Александр Рудин
— Александр Израилевич, вы смотрите новости?
— Ой, нет. Я делаю так, как советовал профессор Преображенский.
— «Не читайте до обеда советских газет»?
— Да, потому что газеты сейчас опять советские. Есть, конечно, более или менее приличные. Завтра еду на экскурсию, полистаю что-нибудь в самолете, — если есть выбор, то возьму, может быть «Независимым». «Коммерсантъ» стал очень медленный. А другие газеты — не дай бог, не.
— Если я правильно помню, у вас хорошие отношения с Турцией…
— Не то, что просто хорошо! Я утром там, и это еда!
— Интересно!
— В предстоящем сезоне — юбилейная дата моего романа с Турцией. У нас долгая история с этой страной. Из-за этого я решил сыграть концерт турецкого классика Ахмеда Сайгуна. Это действительно очень известный композитор, учился во Франции. Я делаю это в городе Измир. Очень красивая, трогательная, иногда музыка. Большой концерт, настоящий, трехчастный, трудный для оркестра.
— В Москве будет играть?
— В Москве, а раньше это было никому не нужно, а теперь сомневаюсь.
— Может, наоборот, это было именно настоящее?
— С удовольствием! Существует ряд работ, которые я сделал в Москве. Но, к сожалению, у меня нет ни упорства, или положения, чтобы убедить филармонии, дайте мне играть, что хочу: Концерт Сайгуна, Первый концерт Хиндемита 1915 г. его дипломной работы. Или Концертную симфонию Энеску. Вся эта прекрасная музыка не звучит. Я не могу играть на виолончели, к сожалению, «Реквием» Моцарта. И я не хочу. Вот и ответ.
— Когда вы дирижируете симфонию Пярта, посвященную Ходорковскому, или взять на ежегодных вечер памяти Политковской ты это делаешь по дружбе или так вы проявляете свою гражданскую позицию?
— И то, и другое. Что касается Пярта, это всегда связано с очень хорошими музыкантами, с Алексей Борисовичем Любимовым. А я стараюсь не пропускать концерты с ним тогда, когда я могу сыграть. Между прочим, я люблю Пярта. И — да, это частично была и гражданская позиция тоже. Но это не единственная причина, по которой мы несем ответственность за эту симфонию. Мы, кстати, играл ее два раза, в Москве — впервые в Рахманинова, а во второй раз в Большом зале; второй раз, мне кажется, играли лучше. И оба исполнения, естественно, прошли на освобождение Ходорковского из тюрьмы. Больше, насколько мне известно, никто у нас в стране за Четвертую симфонию Пярта не принимал.
— Если бы не это, посвящение на титульном листе партии, что эта музыка интересна сама по себе?

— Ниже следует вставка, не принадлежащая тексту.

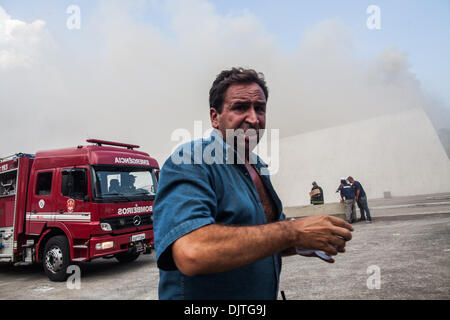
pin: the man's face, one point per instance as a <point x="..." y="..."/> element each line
<point x="244" y="107"/>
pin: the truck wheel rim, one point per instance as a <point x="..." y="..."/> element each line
<point x="54" y="260"/>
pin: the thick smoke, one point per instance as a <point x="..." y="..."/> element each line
<point x="133" y="82"/>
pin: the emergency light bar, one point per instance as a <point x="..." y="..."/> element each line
<point x="111" y="143"/>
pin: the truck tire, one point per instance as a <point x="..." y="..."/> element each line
<point x="56" y="258"/>
<point x="125" y="257"/>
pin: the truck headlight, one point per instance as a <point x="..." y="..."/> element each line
<point x="105" y="226"/>
<point x="104" y="245"/>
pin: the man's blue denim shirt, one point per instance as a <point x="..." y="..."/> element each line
<point x="196" y="193"/>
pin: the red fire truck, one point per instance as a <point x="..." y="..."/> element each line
<point x="66" y="206"/>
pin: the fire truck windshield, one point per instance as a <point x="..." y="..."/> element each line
<point x="119" y="183"/>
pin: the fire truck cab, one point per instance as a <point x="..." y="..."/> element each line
<point x="62" y="207"/>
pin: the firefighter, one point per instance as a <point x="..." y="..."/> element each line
<point x="316" y="194"/>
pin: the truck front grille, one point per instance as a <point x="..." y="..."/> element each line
<point x="128" y="221"/>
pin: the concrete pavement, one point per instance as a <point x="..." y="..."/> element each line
<point x="406" y="248"/>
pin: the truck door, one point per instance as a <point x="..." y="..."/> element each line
<point x="73" y="200"/>
<point x="42" y="206"/>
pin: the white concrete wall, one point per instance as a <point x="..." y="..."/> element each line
<point x="400" y="153"/>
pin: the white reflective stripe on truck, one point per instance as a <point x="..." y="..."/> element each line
<point x="53" y="216"/>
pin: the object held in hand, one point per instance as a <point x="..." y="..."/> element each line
<point x="308" y="253"/>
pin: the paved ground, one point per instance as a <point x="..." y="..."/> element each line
<point x="408" y="243"/>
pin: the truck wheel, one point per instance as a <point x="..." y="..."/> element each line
<point x="56" y="258"/>
<point x="127" y="256"/>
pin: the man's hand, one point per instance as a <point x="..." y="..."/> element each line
<point x="321" y="233"/>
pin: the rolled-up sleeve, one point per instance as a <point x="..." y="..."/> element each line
<point x="185" y="201"/>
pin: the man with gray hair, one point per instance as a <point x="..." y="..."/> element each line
<point x="219" y="225"/>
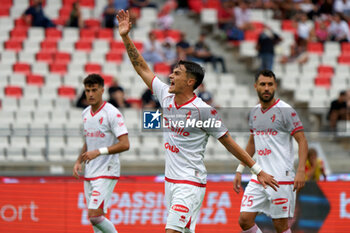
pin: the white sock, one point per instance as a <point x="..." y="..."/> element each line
<point x="103" y="224"/>
<point x="253" y="229"/>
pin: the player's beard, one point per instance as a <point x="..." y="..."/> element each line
<point x="266" y="99"/>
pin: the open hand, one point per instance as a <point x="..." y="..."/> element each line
<point x="124" y="22"/>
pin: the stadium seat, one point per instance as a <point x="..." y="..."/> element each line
<point x="58" y="68"/>
<point x="45" y="56"/>
<point x="115" y="57"/>
<point x="23" y="68"/>
<point x="37" y="80"/>
<point x="53" y="34"/>
<point x="62" y="58"/>
<point x="162" y="68"/>
<point x="13" y="45"/>
<point x="48" y="46"/>
<point x="67" y="92"/>
<point x="83" y="45"/>
<point x="315" y="47"/>
<point x="93" y="68"/>
<point x="13" y="91"/>
<point x="105" y="33"/>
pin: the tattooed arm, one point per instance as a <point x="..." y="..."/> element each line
<point x="135" y="57"/>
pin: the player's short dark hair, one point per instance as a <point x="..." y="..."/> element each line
<point x="266" y="73"/>
<point x="194" y="70"/>
<point x="92" y="79"/>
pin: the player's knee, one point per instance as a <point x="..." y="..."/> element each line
<point x="96" y="219"/>
<point x="244" y="222"/>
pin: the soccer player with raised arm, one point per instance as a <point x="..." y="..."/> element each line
<point x="273" y="125"/>
<point x="105" y="137"/>
<point x="185" y="173"/>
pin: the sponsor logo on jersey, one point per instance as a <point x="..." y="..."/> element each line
<point x="180" y="208"/>
<point x="264" y="152"/>
<point x="95" y="134"/>
<point x="173" y="149"/>
<point x="95" y="193"/>
<point x="280" y="201"/>
<point x="273" y="118"/>
<point x="151" y="119"/>
<point x="266" y="132"/>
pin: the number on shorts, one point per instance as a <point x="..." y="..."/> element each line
<point x="247" y="200"/>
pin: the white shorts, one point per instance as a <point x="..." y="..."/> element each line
<point x="280" y="204"/>
<point x="183" y="202"/>
<point x="98" y="192"/>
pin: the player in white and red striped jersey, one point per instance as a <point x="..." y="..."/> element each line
<point x="273" y="124"/>
<point x="105" y="137"/>
<point x="184" y="144"/>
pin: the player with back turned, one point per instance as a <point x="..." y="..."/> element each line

— Это было бы интересно в любом случае, потому что интересно, ее автор — безусловно. С другой стороны, внимание на то, что она провоцирует, связанные с внемузыкальной сфере. В ней есть несколько действительно трогательных, щемящих мест. Это лирическая, в ней много личного. Я должен признать, что очень часто бывает, что даже в избранных писаниях есть какие-то эпизоды — и в Бетховене, и в Моцарте, которые из-за отсутствия зрелости или образования не всегда понимаешь. То же самое относится к 4-й симфонии Пярта. Да, есть эпизоды, которые были не до конца понятны, но в целом работа красивая и достойная.
— А в «Вариациях на тему рококо» Чайковского для вас остались странные места?
— Тайного там ничего нет — напомню, я играю в оригинальную версию, которая именно в смысле формы для меня очень логична, понятна и прозрачна. И гораздо более оправдано в смысле архитектоники, чем то, что играют нормально (версия Фитценгагена).
Я считаю, что это перл виолончельного репертуара, просто очень хорошая музыка. Ничего больше там нет абсолютно. Хотя форма изменения — это не моя любимая, а не та, которая мне хорошо дается. Я чувствую себя в этой композиции, достаточно свободно и комфортно. Мне кажется, что я его понимаю. А что бы сказал автор — не знаю. Может, он сказал: «черт знает, что делать с моей музыкой! Чтобы я тебя больше не слышал».
— Если бы Чайковский посмотрел запись с юбилейного концерта Госоркестра, где вы делитесь сольную партию в «Рококо» с Александром Князевым, что бы он сказал?
— Я не знаю, что сказал бы Чайковский, но я знаю, что сказал бы: мне стыдно, что я пошел на поводу Горенштейна и согласился на этот цирк. Это был эксперимент гораздо более сомнительно, чем то, что мы делали две недели назад с балетом. Потому что музыка «Вариаций» в общей педагогике, в ней есть стиль танцев дивертисмента, игры. А то, что два человека одновременно играл один трек, а совсем по-другому, просто как лебедь и рак без щуки, это рассказ не украшает. Я честно скажу — мне стыдно, что я на это пошел.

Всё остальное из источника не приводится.